Other languages have adopted this method, albeit with different words, to get the desired effect of shaping the mouth to form a smile.
- Australia: Please!
- Bulgaria: zele (зеле, 'cabbage')
- Brazil: digam 'X' ('say "X) (the name of the letter 'X' in Portuguese (/pt/) sounds a lot like the English word cheese)
- China: 茄子 (qiézi), meaning 'eggplant'. The pronunciation of this word is notably similar to that of the English word cheese. In Hong Kong, the phrase is 一,二,三 (yat yi saam) meaning '1, 2, 3'.
- Croatia: ptičica ('little bird')
- Czech Republic: sýr ('cheese')
- Denmark: appelsin ('orange')
- Estonia: hernesupp ('pea soup')
- Finland: muikku, a species of fish known in English as the vendace
- France and other French-speaking countries: ouistiti ('marmoset')
- Germany: food-related words like Spaghetti, Käsekuchen ('cheesecake'), or Wurst are used, mainly to make children laugh for the picture.

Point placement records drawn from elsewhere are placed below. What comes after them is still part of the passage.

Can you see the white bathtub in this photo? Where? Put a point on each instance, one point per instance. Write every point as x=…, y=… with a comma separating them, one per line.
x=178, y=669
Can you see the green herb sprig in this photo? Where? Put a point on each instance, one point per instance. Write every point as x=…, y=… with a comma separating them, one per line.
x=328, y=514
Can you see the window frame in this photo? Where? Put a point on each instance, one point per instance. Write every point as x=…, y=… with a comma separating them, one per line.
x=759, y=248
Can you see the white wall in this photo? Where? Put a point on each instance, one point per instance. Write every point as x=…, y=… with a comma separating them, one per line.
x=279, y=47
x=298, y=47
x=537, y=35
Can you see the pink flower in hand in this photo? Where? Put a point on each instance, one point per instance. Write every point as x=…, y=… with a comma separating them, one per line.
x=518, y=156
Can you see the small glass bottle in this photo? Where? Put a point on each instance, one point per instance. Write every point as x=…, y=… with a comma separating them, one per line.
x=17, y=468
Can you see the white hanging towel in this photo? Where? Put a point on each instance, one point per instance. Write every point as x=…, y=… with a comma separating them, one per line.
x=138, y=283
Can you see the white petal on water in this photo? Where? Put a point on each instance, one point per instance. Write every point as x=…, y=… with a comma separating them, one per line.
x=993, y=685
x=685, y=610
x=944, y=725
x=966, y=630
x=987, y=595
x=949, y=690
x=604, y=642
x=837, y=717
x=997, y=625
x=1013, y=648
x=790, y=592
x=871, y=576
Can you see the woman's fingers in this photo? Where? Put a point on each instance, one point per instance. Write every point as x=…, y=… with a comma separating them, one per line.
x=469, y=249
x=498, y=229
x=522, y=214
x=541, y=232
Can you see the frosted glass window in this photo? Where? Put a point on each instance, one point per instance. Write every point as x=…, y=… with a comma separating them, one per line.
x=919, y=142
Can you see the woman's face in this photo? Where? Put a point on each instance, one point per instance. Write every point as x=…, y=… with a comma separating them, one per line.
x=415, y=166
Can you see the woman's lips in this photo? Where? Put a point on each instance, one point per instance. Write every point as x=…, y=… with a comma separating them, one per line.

- Hungary: itt repül a kis madár ('here flies the little bird') cheese is also used, mostly by younger people.
- India: paneer (पनीर), people also say hari.
- Italy: cheese
- Israel: תגידו צ'יז (tagidu tshiz), meaning 'say "cheese.
- Japan: sē, no... ('ready, set..."). Also チーズ (chīzu), meaning 'cheese', is used.
- Korea: kimchi
- Most Latin American countries: whiskey ('whiskey', pronounced to end with an ee sound)
- Morocco: khbiz ('bread')
- Netherlands: lach eens naar het vogeltje ('Smile at the little bird'). The English word cheese is also often used.
- Portugal: olha o passarinho ('Look at the little bird')
- Serbia: птичица ('little bird'), which sounds like /sr/, pteecheetsa
- Spain: di/diga/decid patata ("say 'potato). Also, mirar al pajarito ('look at the birdie'), intended to make people look directly at the camera. In other regions, like Catalonia or Valencian Community: "Lluís" ('Lewis').